Per combattere questo fenomeno in crescita, secondo Maroni è necessaria una cooperazione a livello internazionale sul modello di quella messa in atto per i siti pedopornografici.
«La prevenzione e la repressione di ogni manifestazione di intolleranza, compresa quella antisemita – del resto – sono tra gli obiettivi prioritari del Ministero dell’Interno», ha sottolineato Maroni davanti al Comitato, al quale ha fornito una serie di dati: il numero di denunciati per episodi di antisemitismo – 1 nel 2009, 9 nel 2010, 1 nel primo quadrimestre 2011. Gli episodi di violenza, come per esempio gli atti vandalici nei cimiteri, pur se non da sottovalutare, ha detto, «sono poca cosa in Italia rispetto ad altri Paesi», anche grazie al «controllo sul territorio effettuato tramite le prefetture e i Consigli provinciali per l’ordine e la sicurezza pubblica – sensibilizzati sul tema – e la Digos con al sua attenta attività info-investigativa».
A differenza di altri paesi europei l’Italia «non deve fare i conti con frequenti episodi di intolleranza antiebraica o contro lo stato d’Israele» ha spiegato Maroni. Certo, ha aggiunto «nel Web proliferano siti e blog che alimentano spesso fra le giovani generazioni vecchi luoghi comuni, ma il nostro Paese ha anticorpi robusti per respingere inaccettabili forme di intolleranza».
In prima linea contro questo fenomeno c’è senz’altro la Polizia postale che ha rilevato un trend in crescita del numero dei siti web segnalati per antisemitismo e discriminazione razziale: 836 nel 2008, 1.048 nel 2009, 1.176 nel 2010, 581 nel primo semestre del 2011.

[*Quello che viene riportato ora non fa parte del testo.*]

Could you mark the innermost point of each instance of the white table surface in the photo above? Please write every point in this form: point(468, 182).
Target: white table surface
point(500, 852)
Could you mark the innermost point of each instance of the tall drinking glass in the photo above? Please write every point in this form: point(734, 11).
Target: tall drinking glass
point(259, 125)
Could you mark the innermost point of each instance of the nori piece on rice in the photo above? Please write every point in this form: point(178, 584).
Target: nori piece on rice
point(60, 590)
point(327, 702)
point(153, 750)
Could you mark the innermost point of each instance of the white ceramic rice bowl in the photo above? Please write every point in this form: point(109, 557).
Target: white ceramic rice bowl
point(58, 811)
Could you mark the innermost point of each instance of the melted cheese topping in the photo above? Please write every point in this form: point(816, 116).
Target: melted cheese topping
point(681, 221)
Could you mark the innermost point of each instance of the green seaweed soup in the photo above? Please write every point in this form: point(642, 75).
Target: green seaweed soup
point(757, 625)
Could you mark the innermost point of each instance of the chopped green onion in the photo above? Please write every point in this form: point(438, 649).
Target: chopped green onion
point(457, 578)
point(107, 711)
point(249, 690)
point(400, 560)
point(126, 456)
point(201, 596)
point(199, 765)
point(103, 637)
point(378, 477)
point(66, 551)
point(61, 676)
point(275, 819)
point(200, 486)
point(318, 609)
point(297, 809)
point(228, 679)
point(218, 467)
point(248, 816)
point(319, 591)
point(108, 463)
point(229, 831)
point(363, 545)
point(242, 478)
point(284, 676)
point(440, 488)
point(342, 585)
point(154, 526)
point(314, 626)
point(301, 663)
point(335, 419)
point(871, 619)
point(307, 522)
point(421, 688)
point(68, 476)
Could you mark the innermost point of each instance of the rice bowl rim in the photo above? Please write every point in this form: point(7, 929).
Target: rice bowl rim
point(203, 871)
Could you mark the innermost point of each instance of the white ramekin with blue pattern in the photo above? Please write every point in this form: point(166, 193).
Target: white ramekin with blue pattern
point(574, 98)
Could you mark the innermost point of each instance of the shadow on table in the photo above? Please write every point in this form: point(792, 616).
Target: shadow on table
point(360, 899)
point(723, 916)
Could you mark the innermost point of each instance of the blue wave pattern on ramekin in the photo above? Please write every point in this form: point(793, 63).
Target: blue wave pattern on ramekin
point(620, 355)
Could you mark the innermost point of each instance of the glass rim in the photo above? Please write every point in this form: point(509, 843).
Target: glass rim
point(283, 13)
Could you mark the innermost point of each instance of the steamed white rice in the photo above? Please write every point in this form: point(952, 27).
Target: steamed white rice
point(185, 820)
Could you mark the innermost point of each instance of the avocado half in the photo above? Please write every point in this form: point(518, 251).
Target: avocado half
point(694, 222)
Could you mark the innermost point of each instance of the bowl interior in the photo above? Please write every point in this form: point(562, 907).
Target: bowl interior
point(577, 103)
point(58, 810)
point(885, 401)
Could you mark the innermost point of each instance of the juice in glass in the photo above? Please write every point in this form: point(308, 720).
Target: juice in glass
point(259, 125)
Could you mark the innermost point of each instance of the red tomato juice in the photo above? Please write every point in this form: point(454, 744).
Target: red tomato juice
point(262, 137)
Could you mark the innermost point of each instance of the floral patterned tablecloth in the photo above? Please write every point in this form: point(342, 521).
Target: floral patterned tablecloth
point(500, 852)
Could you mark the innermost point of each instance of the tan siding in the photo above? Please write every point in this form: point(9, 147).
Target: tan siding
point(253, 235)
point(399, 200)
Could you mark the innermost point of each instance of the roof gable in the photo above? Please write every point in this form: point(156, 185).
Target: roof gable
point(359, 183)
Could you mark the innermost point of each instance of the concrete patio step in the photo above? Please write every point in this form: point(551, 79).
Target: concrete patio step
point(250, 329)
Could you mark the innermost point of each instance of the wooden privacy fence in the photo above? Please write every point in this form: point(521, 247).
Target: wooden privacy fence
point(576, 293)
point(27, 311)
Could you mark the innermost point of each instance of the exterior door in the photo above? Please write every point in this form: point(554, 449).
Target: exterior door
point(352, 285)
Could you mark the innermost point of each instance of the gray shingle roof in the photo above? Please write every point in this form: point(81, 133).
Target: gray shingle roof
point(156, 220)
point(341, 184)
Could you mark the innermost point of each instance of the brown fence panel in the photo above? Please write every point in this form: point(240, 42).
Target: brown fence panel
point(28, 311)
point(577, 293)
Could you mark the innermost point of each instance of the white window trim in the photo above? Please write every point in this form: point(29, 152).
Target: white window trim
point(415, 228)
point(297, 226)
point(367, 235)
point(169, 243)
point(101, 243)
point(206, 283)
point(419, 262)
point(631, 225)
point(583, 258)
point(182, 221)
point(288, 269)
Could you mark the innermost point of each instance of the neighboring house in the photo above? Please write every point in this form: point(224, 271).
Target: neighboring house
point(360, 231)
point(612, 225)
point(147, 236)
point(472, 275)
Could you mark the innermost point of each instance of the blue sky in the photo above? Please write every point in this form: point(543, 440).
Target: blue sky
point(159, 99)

In Italia, ha proseguito il ministro nell’intervento conclusivo, «monitoriamo migliaia di siti ogni anno ma il problema è che spesso non possiamo oscurarli». Per questa operazione infatti è necessario la collaborazione e l’intervento dei gestori telefonici, che però, non di rado, si trovano all’estero e dunque non sono perseguibili dalla polizia postale italiana. A questo si aggiunge il fatto che, a differenza di quanto accade per altri reati informatici – la pedopornografia o il furto di dati on line – nel caso della diffusione via web di ideologie antisemite o discriminatorie, la Polizia postale può intervenire solo dopo la segnalazione dei casi all’autorità giudiziaria e alla loro identificazione come reati. Ad oggi, osserva Maroni, questa triangolazione “è l’unica possibile” – con tutte le lentezze e incertezze che si possono immaginare. Ritiene necessario un comportamento uniforme e perseguibile da parte di tutti gli Stati dell’Unione europea e per questo, a nome del governo, si è detto favorevole alla sottoscrizione di un protocollo addizionale alla Convenzione di Budapest sul cybercrime.